Tool selection overload. With 100+ tools available, agents often pick the wrong one. The model doesn’t have a good internal representation of what each tool does, especially when tool names are similar. get_data_by_name vs get_data_by_id — the agent might pick the wrong one and never recover.

Why This Benchmark Matters

Most agent benchmarks test in isolation. “Here’s a question, here’s a set of tools, go.” VAKRA tests compositionally — chaining tools, reading documents, handling errors, and doing it all under realistic constraints like the 128-tool limit.

This is higher than I expected in terms of difficulty. I’ve seen enough agent demos to know that the gap between a demo and production is enormous. VAKRA quantifies that gap.

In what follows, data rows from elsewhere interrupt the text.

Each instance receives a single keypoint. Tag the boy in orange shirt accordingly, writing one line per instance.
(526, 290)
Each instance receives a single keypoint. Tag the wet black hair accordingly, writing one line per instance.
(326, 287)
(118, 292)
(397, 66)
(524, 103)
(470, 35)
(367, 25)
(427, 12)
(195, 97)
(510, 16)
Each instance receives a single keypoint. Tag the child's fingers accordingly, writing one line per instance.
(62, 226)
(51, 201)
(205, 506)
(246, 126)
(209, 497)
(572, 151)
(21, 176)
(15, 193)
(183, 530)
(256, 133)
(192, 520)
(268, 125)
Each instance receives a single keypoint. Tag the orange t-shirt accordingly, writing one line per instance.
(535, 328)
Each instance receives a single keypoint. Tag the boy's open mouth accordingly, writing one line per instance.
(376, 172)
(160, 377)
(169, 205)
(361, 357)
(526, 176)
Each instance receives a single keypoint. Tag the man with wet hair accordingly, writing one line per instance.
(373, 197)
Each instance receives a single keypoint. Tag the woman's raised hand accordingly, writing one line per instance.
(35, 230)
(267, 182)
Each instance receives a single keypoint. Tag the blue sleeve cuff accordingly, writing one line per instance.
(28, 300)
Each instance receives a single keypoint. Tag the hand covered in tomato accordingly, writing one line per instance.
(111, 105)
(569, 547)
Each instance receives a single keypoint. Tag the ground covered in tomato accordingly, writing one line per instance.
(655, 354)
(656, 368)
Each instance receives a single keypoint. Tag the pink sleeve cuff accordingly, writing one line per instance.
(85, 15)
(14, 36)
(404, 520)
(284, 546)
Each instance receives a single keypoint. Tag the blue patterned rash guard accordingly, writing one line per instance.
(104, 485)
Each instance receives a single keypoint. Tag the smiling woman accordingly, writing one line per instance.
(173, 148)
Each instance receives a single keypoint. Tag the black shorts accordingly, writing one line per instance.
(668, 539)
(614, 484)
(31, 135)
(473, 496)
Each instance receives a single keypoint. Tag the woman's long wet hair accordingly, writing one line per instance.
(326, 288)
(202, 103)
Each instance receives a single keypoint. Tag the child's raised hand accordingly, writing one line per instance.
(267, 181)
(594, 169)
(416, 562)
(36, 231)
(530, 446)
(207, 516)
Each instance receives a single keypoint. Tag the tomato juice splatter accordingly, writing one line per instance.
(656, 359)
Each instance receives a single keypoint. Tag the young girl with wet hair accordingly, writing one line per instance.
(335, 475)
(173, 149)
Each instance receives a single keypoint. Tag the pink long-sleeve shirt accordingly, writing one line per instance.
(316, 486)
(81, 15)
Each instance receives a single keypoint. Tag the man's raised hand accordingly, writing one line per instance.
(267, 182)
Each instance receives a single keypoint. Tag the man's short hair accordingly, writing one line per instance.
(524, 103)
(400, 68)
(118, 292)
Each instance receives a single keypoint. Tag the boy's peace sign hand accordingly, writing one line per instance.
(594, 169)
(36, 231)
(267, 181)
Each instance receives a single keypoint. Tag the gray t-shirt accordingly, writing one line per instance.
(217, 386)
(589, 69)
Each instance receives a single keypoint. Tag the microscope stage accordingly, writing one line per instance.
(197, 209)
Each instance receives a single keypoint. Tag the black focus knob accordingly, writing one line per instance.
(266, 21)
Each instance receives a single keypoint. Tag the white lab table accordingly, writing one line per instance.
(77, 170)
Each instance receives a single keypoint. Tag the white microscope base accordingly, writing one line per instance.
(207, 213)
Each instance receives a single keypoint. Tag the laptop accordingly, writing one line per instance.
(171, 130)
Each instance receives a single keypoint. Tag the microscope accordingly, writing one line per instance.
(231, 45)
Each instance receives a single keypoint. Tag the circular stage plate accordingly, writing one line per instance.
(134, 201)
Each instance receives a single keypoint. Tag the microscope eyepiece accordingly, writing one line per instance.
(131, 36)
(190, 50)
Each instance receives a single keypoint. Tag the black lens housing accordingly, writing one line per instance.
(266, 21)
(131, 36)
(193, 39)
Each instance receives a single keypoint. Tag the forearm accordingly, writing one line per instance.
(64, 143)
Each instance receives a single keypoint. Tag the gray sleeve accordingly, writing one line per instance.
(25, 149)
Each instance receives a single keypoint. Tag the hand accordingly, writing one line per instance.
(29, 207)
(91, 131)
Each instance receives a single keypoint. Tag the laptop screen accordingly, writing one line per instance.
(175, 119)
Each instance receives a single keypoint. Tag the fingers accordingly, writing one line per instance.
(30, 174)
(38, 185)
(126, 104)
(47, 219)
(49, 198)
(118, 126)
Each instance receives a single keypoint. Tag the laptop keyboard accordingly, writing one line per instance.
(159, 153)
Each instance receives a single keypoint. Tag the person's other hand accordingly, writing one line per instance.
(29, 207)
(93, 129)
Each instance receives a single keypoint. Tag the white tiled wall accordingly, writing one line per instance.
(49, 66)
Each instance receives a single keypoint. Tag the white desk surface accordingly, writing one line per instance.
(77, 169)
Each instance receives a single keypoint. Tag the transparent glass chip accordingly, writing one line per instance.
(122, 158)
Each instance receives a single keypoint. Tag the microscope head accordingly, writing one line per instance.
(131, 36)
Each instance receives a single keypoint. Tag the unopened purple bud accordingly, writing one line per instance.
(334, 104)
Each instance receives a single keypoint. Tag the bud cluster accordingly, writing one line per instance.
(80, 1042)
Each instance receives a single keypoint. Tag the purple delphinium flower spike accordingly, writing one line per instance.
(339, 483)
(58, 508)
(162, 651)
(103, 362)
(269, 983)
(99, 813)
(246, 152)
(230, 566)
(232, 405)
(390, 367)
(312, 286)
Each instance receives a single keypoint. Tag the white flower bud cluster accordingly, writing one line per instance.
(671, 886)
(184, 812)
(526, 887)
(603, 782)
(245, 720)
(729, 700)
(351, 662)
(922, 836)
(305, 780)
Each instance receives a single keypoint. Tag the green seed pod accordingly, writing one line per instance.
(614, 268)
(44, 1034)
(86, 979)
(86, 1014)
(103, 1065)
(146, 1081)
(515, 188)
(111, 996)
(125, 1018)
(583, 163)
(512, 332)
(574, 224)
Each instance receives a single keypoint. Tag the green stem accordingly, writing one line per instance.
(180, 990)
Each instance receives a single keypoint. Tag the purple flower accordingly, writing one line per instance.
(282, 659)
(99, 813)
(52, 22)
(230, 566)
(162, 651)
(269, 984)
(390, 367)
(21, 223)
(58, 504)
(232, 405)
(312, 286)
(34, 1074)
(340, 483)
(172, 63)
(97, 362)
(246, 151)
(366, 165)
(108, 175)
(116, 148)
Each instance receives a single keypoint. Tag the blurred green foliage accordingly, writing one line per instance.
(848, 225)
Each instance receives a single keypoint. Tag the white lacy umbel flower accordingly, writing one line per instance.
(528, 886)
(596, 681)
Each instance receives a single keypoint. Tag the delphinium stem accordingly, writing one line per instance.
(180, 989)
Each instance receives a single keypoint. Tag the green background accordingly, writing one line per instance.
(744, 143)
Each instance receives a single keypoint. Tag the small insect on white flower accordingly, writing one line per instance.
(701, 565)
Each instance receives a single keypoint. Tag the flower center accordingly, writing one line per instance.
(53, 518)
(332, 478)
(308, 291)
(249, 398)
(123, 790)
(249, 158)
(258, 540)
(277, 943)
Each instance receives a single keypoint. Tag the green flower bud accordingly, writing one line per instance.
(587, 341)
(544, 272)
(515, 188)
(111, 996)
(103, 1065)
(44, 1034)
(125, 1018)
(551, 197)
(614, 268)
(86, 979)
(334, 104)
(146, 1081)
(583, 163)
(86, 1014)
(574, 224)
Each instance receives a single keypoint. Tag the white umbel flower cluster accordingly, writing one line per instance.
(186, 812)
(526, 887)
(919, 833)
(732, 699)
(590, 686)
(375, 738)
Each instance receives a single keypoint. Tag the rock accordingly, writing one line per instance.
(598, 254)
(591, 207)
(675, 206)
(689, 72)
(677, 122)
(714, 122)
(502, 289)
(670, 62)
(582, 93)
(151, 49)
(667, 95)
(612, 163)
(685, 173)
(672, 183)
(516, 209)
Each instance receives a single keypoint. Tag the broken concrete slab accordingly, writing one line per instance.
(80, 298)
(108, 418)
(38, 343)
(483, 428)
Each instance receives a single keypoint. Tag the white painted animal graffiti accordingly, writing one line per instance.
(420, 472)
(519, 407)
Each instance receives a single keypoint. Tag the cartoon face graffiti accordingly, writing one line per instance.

I also appreciate that the benchmark is executable. You can’t cheat by having a human in the loop or by pre-computing answers. The agent has to actually run the tools and produce results. That’s the only way to know if the thing works.

The Elephant in the Room

No benchmark is perfect. VAKRA focuses on enterprise-like environments, which means it might not generalize to consumer-facing use cases. The tool interfaces are also somewhat stylized — real enterprise APIs are often messier, with inconsistent naming conventions, undocumented endpoints, and authentication issues.

But as a stress test for agentic reasoning, it’s one of the best I’ve seen. The failure modes it exposes are real problems that anyone building agents at scale will encounter.

If you’re working on agents, I’d recommend taking a close look at the VAKRA dataset and leaderboard. Not because it’s fun (it’s not — your models will probably fail), but because it tells you what you need to fix.

And if you’re a vendor claiming your agent framework can handle complex enterprise workflows? VAKRA is the reality check you didn’t ask for but probably need.